L'Italia non supera l'esame della Corte dei conti europei circa l'utilizzo delle risorse comunitarie destinate a progetti per l'efficienza energetica e, insieme ad altri Paesi dell'Unione, rischia di essere sanzionata per non aver applicato correttamente la direttiva sulle performance energetiche degli edifici.
L'efficienza energetica è al centro delle priorità dell'Europa per il 2020: l'obiettivo, per quella data, è aumentarla del 20% rispetto ai livelli del 1990. Un traguardo che appare lontano, nonostante i numerosi interventi legislativi e i fondi stanziati. Circa 5 miliardi di euro dal 2000 ad oggi, a valere sul Fondo di Coesione e sul Fondo europeo di sviluppo regionale, il Fesr.

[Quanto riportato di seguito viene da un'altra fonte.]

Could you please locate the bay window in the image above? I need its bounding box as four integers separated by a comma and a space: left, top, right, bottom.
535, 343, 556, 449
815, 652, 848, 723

Sul fronte legislativo, molta attenzione è andata alle performance degli immobili, cui si deve il 40% del consumo finale di energia dell'Unione. Ma la direttiva 2002/91/CE per il miglioramento del rendimento energetico degli edifici, nota come Energy Performance Building Directive o EPBD - poi sostituita dalla direttiva 2010/31/CE -, è stata disattesa per anni da molti dei paesi Ue, al punto che nel settembre scorso 24 stati su 27 sono finiti nel mirino di Bruxelles per mancata, parziale o scorretta attuazione della normativa a livello nazionale.
Anche in Italia, tra i primi paesi a recepire la direttiva – che, tra le altre cose, introduce l’obbligo di certificazione energetica degli edifici -, i problemi non mancano. Le linee guida nazionali per la certificazione energetica sono state pubblicate solo nel giugno 2009, nonostante questa fosse già obbligatoria dal 2007 per tutti i nuovi edifici e per quelli con superficie superiore a mille mq.
In questo modo si è creato un vuoto normativo che molte regioni hanno colmato con regimi differenziati tra loro, dando luogo ad una grande frammentazione a livello nazionale. In più, a Bruxelles non è piaciuta la decisione di autorizzare i proprietari degli immobili ad autocertificare gli edifici attribuendogli la classe G. Tanto che l'autocertificazione è stata cancellata, con il decreto del ministero dello Sviluppo economico del 22 novembre 2012, e al suo posto è stato introdotto l'obbligo di rivolgersi a un professionista abilitato.
Non va meglio sul fronte della gestione delle risorse destinate all'efficienza energetica. Almeno così la pensa la Corte dei Conti europea, che nei giorni scorsi ha pubblicato un'indagine sull''Efficacia in termini di costi/benefici degli investimenti della politica di coesione nel campo dell'efficienza energetica' . Sotto la lente 24 progetti realizzati in Repubblica ceca, Italia e Lituania, i tre paesi che hanno ricevuto la quota più consistente di aiuti Ue, ma che poi, secondo la Corte, non hanno saputo sfruttarli al meglio.
I progetti finanziati sarebbero stati individuati più per l'esigenza di rinnovare degli edifici, soprattutto pubblici, che in vista di precisi, e ragionevoli, obiettivi di risparmio. Le autorità degli stati membri, secondo il report, non avrebbero tenuto conto del fabbisogno dei diversi settori, né del rapporto tra costi da sostenere e risparmio previsto. Il risparmio energetico era, si legge nel documento, “nel migliore dei casi una finalità secondaria” e le metodologie di misurazione, quando stabilite, sono risultate inattendibili al punto che per 18 progetti su 24 non è stato possibile verificare i risultati effettivi ottenuti.
Infine, la ciliegina sulla torta: il termine per il rimborso a chi ha effettuato gli investimenti è stato fissato dalle autorità dei tre paesi mediamente, in media, entro 50 anni, con punte massime fino a 150. In alcuni casi, oltre la vita utile degli stessi edifici rinnovati.